When calculating heat losses, floor areas in the corners of external walls (in the first two-meter zone) are entered into the calculation twice in the direction of the walls.
Heat loss through the underground part of the external walls and the floors of the heated basement is also calculated in zones 2 m wide, counting them from ground level (see Fig. 3.2). Then the floors (when counting zones) are considered as a continuation of the underground part of the external walls. Heat transfer resistance is determined in the same way as for uninsulated or insulated floors.

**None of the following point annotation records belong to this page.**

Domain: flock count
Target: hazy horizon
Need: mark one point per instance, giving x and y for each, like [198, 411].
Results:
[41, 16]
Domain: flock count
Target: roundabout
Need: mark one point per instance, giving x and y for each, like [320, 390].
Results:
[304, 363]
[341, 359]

Additional heat loss through fences. In (3.2) the term (1+∑β) takes into account additional heat losses as a fraction of the main heat losses:
1. On orientation in relation to the cardinal points. β external vertical and inclined (vertical projection) walls, windows and doors.
Rice. 3.3. Addition to the main heat loss depending on the orientation of the fences in relation to the cardinal points
2. For ventilation of rooms with two or more external walls. IN standard projects through walls, doors and windows facing all countries of the world β = 0.08 with one external wall and 0.13 for corner rooms and in all residential premises.
3. At the design temperature of the outside air. For unheated floors of the first floor above the cold undergrounds of buildings in areas with t n B minus 40°C and below - β = 0,05.
4. To heat the rushing cold air. For external doors, without air or air-thermal curtains, at building height N, m:
- β = 0,2N- for triple doors with two vestibules between them;
- β = 0,27 N - For double doors with a vestibule between them;
- β = 0,34 N - for double doors without vestibule;
- β = 0,22 N - for single doors.
For external non-equipped gates β =3 without vestibule and β = 1 - with a vestibule at the gate. For summer and emergency external doors and gates β = 0.
Heat losses through the building envelopes are entered in the form (Table 3.2).
Table 3.2. Form (form) for calculating heat loss
The area of the walls in the calculation is measured with the area of the windows, thus the area of the windows is taken into account twice, therefore in column 10 the coefficient k windows is taken as the difference between its values for windows and walls.
Heat loss calculations are carried out by room, floor, building.